Thursday, October 30, 2014

This Place Goes With Us...

The rust red dirt, fine as baby powder, danced through the bus' air vents, focusing the sun into beams of light.  Upon ending the 1 1/2 hour transit from Johannesburg, the powder settled, almost thick enough to create stains as it was brushed off black pants and sweaters.  Under the red soil lay some of the world's richest platinum mines, pulled from its resting place in the earth by thousands of workers housed in barracks, separated from their families for 11 months at a time.


Sifting through the red powder soil, we find the lives of women in mining towns, brought from Botswana, Zimbabwe and Mozambique with the promise of work in mining communities.  Human trafficking and poverty meld and the bodies of Children of God are dishonored.  The metal shacks that the women call home often lack windows.

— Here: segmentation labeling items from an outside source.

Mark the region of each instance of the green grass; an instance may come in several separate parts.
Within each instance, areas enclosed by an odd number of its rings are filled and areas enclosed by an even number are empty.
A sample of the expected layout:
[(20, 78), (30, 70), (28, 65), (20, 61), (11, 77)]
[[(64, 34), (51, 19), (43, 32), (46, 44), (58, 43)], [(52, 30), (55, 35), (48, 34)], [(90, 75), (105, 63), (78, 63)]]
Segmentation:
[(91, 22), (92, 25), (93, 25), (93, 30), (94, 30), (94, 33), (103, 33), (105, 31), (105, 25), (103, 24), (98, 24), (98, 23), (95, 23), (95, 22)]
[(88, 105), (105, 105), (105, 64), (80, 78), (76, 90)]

Doors are reinforced with wood in an attempt to keep their bodies safe at night--though, on occasion, roofs have been ripped off, the intruder taking all that is inside.

Women give birth to babies, and, even in places of unspeakable darkness, children grow and play while their mothers wash clothes, cook food, and form friendships with one another.  When their bodies begin to slim, and tubercular fevers begin, the women press washcloths upon one another's brow, emptying latrine buckets, holding babies while their mothers lay motionless on rust red dirt floors.

Close to half of all pregnant women in the community are HIV positive, with no money and no access to antiretroviral drugs (ARVs) to combat the disease.

Then the Body of Christ responded.  Tapologo hospice began.

As a priest who lived in the area for much of his adult life, Bishop Kevin Dowling worked to secure treatment services and end of life care to the women living in the villages.  Relationships and trust grew and medications were obtained.  The women in the village were empowered, as they heard of options and possible ways to earn income and break free of those who used their bodies.  However, even as this decision was made, more women were brought to the village, the cycle of AIDS, poverty and trafficking unbroken.

The women began to receive training from nurses and health care professionals.  Empowered to help provide care to their community, the women, even those infected themselves, go door to door, ensuring those with the disease receive ARVs, take the medication correctly, and receive monitoring to promote health.  Chart notes are made, patient's conditions are monitored weekly, and the women, thanks to the support of one another, live.

The hospice beds, once filled with dying women prior to ARV therapy, are now mostly empty with close to 1,000 patients receiving maintenance therapy in their homes.  Mothers who receive therapy are at much lower risk of transmitting AIDS to their babies at birth as they nurse.



Further, the women have become more empowered as they learn trades and skills, which in some cases frees them from those who held their bodies and finances captive.  As a whole, the women have now begun demanding the men use condoms--which, while far from a solution to the dire situation the women find themselves in, has helped reduce transmission.

Loading the bus to leaving Tapologo, red dust footprints covered the floor.  It peppered our hair, filled our lungs, could not be brushed away.  This place goes with us.

New life, new opportunities for the community, new found health provided us with hope and thanksgiving--the Body of Christ was present and transforming.

The beast of trafficking, rape, poverty, and pain remain.  Christ is still on the cross, crying out in agony.

Death and Resurrection.

We give thanks for the power of community, Christ's work in the world, and hope for a future.

We must not be satisfied until women are no longer trafficked.  Babies are no longer orphaned.  Men's lives are no longer damaged by a world that degrades their humanity, leading them to degrade others.

The Body of Christ must look to Tapologo as a sign of light and hope in the darkness.  But we must also take the red powder with us and be the Holy Spirit's very breath upon all that still must be restored.